Search code examples
javacachingoptimizationmemoryconcurrenthashmap

Writing a highly performant Cache


I wrote a stock market simulator which uses a ConcurrentHashMap as a cache.

The cache holds about 75 elements but they are updated and retrieved very quickly (~ 500 times a second).

Here is what I did:

Thread 1:

Connected to an outside system which provides me with streaming quotes for a given stock symbol.

Thread 2 (callback thread):

Waits till data is delivered to it by the outside system. Once it gets the data, it parses it, creates an immutable DataEntry object, caches it and sends a signal to thread3.
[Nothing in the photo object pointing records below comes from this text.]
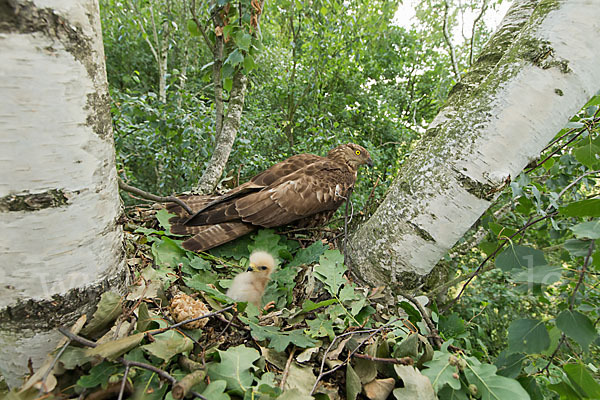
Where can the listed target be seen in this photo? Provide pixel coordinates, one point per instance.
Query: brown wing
(209, 236)
(315, 189)
(219, 204)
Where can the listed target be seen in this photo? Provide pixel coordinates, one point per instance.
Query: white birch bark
(537, 71)
(61, 246)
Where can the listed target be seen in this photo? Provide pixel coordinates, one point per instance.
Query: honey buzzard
(304, 189)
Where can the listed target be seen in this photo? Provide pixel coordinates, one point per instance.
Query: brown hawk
(305, 189)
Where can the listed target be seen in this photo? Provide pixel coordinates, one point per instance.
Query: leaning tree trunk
(538, 69)
(61, 246)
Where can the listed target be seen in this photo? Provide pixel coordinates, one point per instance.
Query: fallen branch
(153, 197)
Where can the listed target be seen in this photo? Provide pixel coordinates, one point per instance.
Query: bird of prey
(250, 285)
(304, 189)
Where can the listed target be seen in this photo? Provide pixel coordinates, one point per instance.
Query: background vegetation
(326, 72)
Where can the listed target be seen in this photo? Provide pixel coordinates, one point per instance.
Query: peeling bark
(496, 120)
(58, 191)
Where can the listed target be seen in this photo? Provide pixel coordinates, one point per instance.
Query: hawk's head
(352, 154)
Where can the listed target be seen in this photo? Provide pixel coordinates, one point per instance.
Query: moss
(33, 202)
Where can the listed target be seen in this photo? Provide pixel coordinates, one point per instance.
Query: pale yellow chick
(250, 285)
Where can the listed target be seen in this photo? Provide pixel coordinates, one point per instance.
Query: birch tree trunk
(61, 246)
(537, 71)
(231, 124)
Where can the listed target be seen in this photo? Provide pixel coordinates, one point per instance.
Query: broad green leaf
(492, 386)
(519, 257)
(589, 230)
(582, 380)
(308, 305)
(416, 385)
(528, 336)
(509, 365)
(331, 270)
(216, 391)
(452, 325)
(309, 255)
(587, 154)
(321, 326)
(440, 372)
(242, 40)
(113, 349)
(577, 326)
(144, 319)
(168, 344)
(235, 57)
(99, 375)
(193, 28)
(353, 385)
(577, 247)
(235, 368)
(542, 274)
(583, 208)
(108, 309)
(168, 253)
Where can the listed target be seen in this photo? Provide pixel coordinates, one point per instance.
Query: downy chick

Thread 3 (Consumer thread): Upon receiving the signal, retrieve the DataEntry from the cache and uses it. (It is part of the task to not let thread2 push data directly to thread3).
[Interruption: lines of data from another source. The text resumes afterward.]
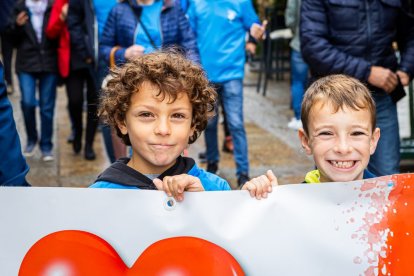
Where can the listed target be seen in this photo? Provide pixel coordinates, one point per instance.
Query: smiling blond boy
(339, 129)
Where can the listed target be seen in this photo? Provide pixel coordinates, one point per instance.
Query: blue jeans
(231, 93)
(386, 159)
(299, 80)
(47, 95)
(106, 130)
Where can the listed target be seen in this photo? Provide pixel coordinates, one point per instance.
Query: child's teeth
(343, 164)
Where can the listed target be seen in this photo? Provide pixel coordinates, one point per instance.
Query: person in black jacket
(355, 37)
(83, 63)
(36, 67)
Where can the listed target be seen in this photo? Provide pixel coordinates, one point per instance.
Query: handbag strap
(138, 18)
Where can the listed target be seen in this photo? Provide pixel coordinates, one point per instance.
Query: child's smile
(341, 142)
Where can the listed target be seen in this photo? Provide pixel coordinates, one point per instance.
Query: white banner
(326, 229)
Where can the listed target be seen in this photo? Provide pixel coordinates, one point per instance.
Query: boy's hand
(257, 31)
(176, 185)
(260, 186)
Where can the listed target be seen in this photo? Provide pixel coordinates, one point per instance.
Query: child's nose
(163, 127)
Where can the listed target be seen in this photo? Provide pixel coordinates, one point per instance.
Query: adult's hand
(404, 78)
(134, 51)
(22, 18)
(383, 78)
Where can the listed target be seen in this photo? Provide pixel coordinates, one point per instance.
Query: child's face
(341, 142)
(158, 130)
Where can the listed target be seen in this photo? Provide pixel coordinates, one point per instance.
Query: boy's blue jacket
(120, 176)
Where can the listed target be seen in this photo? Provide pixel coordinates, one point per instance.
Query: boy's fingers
(272, 178)
(259, 187)
(158, 183)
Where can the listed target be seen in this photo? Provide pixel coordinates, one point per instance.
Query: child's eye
(145, 114)
(324, 133)
(357, 133)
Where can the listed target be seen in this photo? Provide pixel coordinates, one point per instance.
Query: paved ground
(271, 144)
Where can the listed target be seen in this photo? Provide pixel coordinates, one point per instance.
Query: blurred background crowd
(56, 55)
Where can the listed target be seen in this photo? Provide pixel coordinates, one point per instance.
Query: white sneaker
(47, 156)
(295, 124)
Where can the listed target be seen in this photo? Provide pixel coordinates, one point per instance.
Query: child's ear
(374, 140)
(122, 127)
(192, 131)
(304, 141)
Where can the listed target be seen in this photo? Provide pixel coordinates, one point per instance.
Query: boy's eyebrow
(152, 107)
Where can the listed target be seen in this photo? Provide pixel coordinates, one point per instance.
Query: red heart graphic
(76, 253)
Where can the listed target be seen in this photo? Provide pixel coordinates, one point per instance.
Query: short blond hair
(340, 91)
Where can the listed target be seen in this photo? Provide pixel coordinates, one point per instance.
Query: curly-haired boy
(158, 104)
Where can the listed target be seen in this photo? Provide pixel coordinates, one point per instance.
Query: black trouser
(75, 87)
(7, 53)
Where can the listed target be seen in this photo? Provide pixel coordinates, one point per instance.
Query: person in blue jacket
(138, 27)
(356, 38)
(221, 28)
(158, 104)
(13, 166)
public final class DataEntry{

      private final String field1;
      private final String field2;
      //...
      private final String field25;

      // Corresponding setters and getters

}

public final class Cache{

        private final Map<String, DataEntry> cache;

        public Cache( ){
           this.cache = new ConcurrentHashMap<String, DataEntry> ( 65, 0.75, 32 );
        }

        // Methods to update and retrieve DataEntry from the cache.
}

After running it through a profiler, I noticed that I am creating a lot of DataEntry object. And therefore eden is filling up very quickly.
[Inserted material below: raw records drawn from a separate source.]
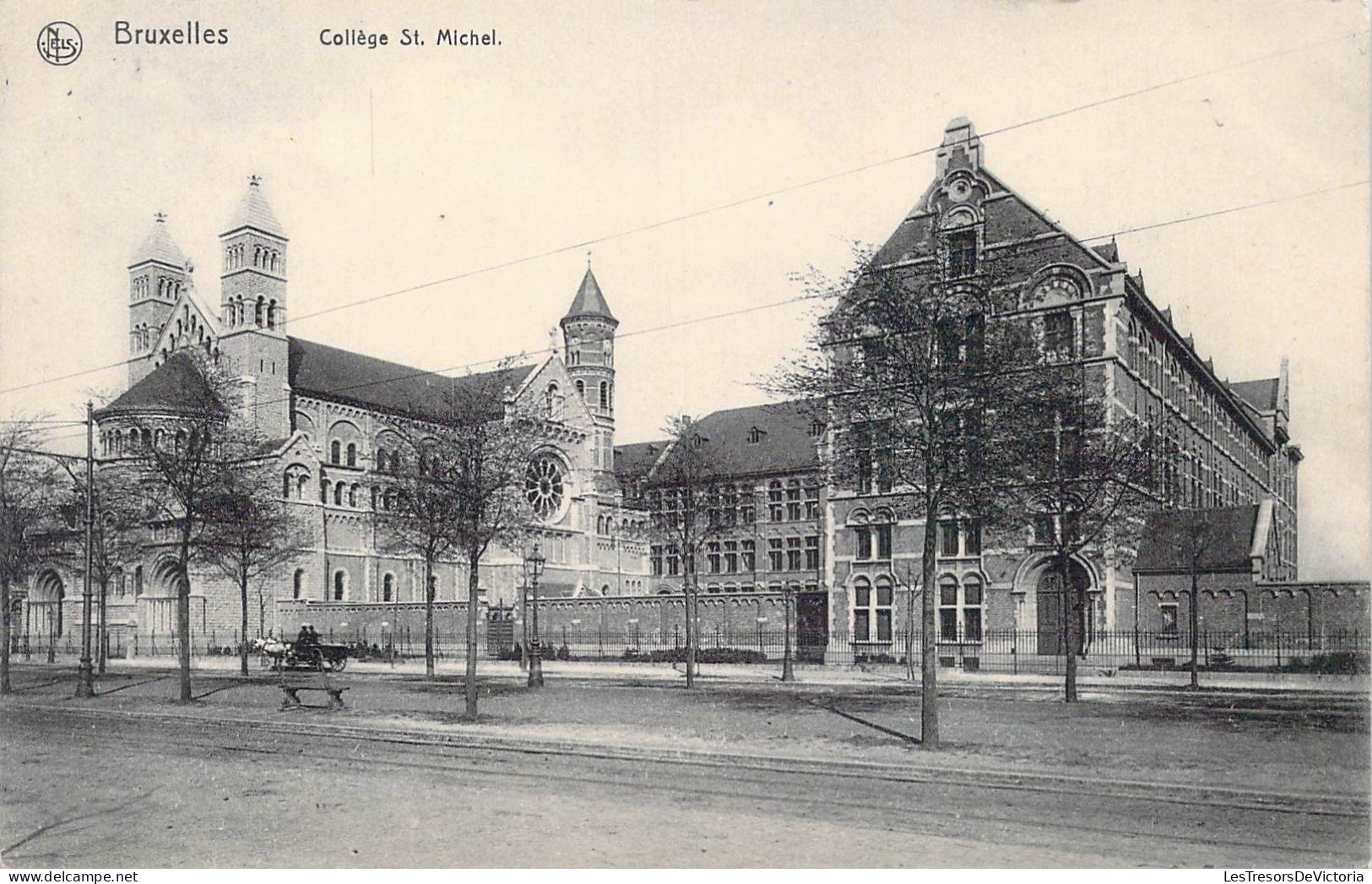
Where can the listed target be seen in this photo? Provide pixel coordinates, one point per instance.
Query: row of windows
(168, 287)
(117, 442)
(959, 609)
(263, 257)
(265, 313)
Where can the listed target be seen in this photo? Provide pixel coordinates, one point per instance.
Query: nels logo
(59, 43)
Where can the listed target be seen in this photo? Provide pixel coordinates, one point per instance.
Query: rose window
(545, 487)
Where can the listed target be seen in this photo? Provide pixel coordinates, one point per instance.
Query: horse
(270, 651)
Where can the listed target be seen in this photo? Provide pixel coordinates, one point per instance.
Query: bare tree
(26, 508)
(187, 458)
(922, 372)
(1090, 475)
(686, 513)
(1187, 539)
(460, 486)
(248, 531)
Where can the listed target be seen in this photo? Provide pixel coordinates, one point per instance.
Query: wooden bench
(292, 695)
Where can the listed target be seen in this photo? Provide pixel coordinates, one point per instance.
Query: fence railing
(994, 651)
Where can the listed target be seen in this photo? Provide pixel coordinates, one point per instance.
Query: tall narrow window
(962, 252)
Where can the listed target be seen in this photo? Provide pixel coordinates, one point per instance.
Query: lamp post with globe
(534, 567)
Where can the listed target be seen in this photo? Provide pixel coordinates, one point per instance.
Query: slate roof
(364, 381)
(636, 460)
(785, 443)
(1223, 539)
(160, 246)
(1260, 394)
(327, 372)
(588, 301)
(177, 386)
(256, 213)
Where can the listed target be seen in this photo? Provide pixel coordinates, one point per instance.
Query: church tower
(588, 341)
(252, 344)
(157, 276)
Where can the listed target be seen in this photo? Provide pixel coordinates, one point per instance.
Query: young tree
(1088, 480)
(1190, 540)
(248, 531)
(187, 458)
(467, 480)
(684, 511)
(921, 371)
(26, 508)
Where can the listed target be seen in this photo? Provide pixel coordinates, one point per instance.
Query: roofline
(604, 317)
(248, 227)
(166, 263)
(1224, 392)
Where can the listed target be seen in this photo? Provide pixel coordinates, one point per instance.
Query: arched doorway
(46, 605)
(1053, 605)
(160, 599)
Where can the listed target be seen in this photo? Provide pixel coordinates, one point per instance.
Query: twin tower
(248, 335)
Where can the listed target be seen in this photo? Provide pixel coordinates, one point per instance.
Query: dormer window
(962, 252)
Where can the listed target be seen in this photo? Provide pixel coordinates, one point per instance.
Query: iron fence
(991, 651)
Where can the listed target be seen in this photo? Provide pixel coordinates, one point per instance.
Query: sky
(491, 166)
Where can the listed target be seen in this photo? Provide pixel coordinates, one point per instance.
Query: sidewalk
(1294, 743)
(810, 675)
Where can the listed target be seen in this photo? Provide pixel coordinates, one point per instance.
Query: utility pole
(535, 658)
(85, 675)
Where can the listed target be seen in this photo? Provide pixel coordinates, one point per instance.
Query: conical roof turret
(254, 212)
(160, 246)
(588, 301)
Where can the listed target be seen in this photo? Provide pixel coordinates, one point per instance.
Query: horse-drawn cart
(316, 656)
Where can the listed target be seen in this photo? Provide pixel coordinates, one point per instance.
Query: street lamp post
(535, 563)
(85, 675)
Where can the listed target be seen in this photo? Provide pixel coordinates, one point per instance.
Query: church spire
(588, 301)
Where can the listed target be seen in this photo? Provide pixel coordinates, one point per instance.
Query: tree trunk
(243, 632)
(472, 594)
(103, 636)
(1069, 627)
(929, 637)
(1196, 627)
(182, 626)
(428, 616)
(691, 622)
(4, 636)
(786, 670)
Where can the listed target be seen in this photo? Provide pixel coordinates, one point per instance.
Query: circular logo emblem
(59, 43)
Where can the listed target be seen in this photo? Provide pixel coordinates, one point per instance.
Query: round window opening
(545, 487)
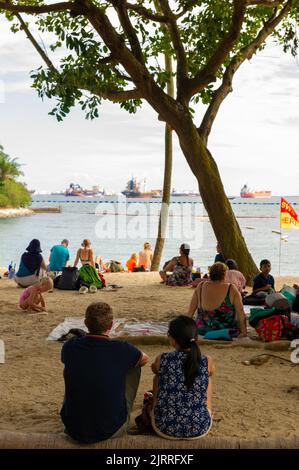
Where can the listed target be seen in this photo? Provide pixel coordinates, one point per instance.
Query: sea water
(118, 227)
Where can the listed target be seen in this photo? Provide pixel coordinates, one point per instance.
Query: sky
(254, 139)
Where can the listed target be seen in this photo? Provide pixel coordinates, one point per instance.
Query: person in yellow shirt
(132, 262)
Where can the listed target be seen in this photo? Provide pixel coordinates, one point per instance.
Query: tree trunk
(218, 207)
(163, 218)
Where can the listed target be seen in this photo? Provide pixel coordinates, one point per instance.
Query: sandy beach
(248, 401)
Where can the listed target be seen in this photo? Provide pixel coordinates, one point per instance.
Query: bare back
(212, 294)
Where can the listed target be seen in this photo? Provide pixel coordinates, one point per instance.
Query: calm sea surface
(118, 227)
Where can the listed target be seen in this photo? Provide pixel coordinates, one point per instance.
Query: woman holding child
(32, 265)
(85, 254)
(180, 268)
(218, 304)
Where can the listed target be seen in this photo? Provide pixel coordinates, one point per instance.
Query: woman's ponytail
(192, 363)
(184, 331)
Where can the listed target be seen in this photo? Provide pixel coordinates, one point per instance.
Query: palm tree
(9, 167)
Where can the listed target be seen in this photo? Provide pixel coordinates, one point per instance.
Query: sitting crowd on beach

So, I am thinking of tweaking the design a bit by:

a) Making the DataEntry class mutable.

b) Pre-populating the cache with empty DataEntry objects.

c) When the update arrives, retrieve the DataEntry object from the map and populate the fields.

This way, number of DataEntry object will be constant and equal to the number of elements.

My questions are:

a) Does this design have any concurrency issues that I may have introduced by making the DataEntry mutable.

b) Is there anything else I can do to optimize the cache?

Thanks.


Solution

  • I wouldn't worry about the speed of ConcurrentHashMap

    Map<Integer, Integer> map = new ConcurrentHashMap<>();
    long start = System.nanoTime();
    int runs = 200*1000*1000;
    for (int r = 0; r < runs; r++) {
        map.put(r & 127, r & 127);
        map.get((~r) & 127);
    }
    long time = System.nanoTime() - start;
    System.out.printf("Throughput of %.1f million accesses per second%n",
            2 * runs / 1e6 / (time / 1e9));
    

    prints

    Throughput of 72.6 million accesses per second
    

    This is far beyond the access rate you appear to be using.

    If you want to reduce garbage you can use mutable objects and primitive. For this reason I would avoid using String (as you appear to have far more strings than data entries)